Herr Präsident! Meine sehr geehrten Damen und Herren! Mit der geplanten Fusion der Landesversicherungsanstalten Sachsen, Sachsen-Anhalt und Thüringen soll tatsächlich ein weiterer Schritt im Rahmen der Initiative Mitteldeutschland Gestalt annehmen. Herr Bischoff bzw. Herr Rothe, Sie haben ja mit Ihrem Zwischenruf und auch mit Ihrem Redebeitrag genau das ein wenig in Frage zu stellen versucht. Ich denke, dieser Tagesordnungspunkt zu den Landesversicherungsanstalten und zur Fusion macht noch einmal deutlich, dass es letztendlich darum geht, hierbei ganz konkret die Interessen des Landes Sachsen-Anhalt zu vertreten.

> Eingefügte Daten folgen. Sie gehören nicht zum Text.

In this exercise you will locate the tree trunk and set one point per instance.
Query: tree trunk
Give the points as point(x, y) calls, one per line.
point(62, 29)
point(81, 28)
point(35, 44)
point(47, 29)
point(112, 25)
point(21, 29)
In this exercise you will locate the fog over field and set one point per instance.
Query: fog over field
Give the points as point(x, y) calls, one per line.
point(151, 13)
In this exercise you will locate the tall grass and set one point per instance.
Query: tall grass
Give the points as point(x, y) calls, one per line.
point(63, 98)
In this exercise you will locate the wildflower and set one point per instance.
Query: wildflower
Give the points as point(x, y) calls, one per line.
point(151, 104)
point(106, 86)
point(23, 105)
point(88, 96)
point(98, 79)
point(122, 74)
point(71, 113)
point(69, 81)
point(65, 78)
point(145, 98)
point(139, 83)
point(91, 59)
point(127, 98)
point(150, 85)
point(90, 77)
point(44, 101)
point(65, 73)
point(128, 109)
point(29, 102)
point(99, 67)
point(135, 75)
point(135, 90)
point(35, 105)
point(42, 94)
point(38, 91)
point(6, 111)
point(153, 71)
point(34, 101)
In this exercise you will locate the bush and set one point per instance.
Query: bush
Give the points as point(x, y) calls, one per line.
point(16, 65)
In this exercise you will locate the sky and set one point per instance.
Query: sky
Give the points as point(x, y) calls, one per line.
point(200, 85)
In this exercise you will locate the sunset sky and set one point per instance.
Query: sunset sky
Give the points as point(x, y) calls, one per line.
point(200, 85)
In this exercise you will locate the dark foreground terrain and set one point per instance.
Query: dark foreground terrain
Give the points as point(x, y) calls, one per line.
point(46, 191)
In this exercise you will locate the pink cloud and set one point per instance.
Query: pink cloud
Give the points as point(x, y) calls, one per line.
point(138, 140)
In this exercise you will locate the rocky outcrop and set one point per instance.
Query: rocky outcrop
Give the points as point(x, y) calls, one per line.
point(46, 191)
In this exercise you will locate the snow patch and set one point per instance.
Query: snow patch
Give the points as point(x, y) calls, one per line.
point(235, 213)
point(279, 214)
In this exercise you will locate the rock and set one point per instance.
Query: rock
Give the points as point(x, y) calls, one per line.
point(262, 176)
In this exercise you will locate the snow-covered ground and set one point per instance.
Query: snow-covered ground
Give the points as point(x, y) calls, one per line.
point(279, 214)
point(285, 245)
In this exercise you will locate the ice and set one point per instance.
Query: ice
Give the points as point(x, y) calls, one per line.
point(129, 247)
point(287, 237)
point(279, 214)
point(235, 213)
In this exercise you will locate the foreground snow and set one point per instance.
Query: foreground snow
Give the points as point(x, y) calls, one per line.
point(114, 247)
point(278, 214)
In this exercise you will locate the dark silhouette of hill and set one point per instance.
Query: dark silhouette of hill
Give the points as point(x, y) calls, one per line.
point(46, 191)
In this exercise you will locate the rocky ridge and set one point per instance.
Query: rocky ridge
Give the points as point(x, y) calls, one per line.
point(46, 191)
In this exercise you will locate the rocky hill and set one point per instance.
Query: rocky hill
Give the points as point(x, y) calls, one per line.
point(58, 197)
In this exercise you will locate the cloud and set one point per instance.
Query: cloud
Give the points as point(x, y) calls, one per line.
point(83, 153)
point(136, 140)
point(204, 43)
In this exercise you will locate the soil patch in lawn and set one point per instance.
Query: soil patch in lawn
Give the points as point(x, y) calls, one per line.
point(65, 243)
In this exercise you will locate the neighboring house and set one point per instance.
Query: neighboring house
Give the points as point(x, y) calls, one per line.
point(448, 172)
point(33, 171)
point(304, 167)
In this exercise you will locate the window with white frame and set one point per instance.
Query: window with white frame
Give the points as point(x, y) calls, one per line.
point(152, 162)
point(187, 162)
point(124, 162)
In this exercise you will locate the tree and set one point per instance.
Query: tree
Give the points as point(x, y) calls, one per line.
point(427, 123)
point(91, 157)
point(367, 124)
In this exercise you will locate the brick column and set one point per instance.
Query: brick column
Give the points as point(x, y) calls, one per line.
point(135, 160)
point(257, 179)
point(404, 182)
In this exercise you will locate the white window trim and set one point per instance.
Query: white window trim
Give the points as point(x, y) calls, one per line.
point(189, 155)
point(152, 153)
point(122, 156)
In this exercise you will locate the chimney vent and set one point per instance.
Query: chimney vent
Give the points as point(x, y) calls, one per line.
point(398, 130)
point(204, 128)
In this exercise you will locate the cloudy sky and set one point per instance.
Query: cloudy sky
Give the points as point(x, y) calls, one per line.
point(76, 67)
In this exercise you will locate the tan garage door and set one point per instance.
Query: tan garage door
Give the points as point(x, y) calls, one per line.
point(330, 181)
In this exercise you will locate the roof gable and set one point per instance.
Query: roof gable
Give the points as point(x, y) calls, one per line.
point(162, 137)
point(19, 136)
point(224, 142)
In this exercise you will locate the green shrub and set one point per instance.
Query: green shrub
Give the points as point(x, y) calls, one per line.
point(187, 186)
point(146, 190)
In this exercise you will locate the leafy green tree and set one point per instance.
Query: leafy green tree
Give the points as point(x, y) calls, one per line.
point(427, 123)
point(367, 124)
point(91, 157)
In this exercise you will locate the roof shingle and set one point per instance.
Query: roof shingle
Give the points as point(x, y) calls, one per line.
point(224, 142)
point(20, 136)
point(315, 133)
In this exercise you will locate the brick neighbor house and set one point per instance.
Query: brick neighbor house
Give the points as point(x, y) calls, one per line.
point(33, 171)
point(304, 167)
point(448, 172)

(Zustimmung bei der CDU und von Herrn Kos- mehl, FDP)

Eine Fusion heißt deshalb Fusion, weil sich die Partner gemeinschaftlich zusammenfinden, um am Ende sozusagen für jeden eine Win-win-Situation zu haben. Der andere Begriff dagegen wäre eine „Übernahme“. Davon wollen wir an dieser Stelle nicht sprechen.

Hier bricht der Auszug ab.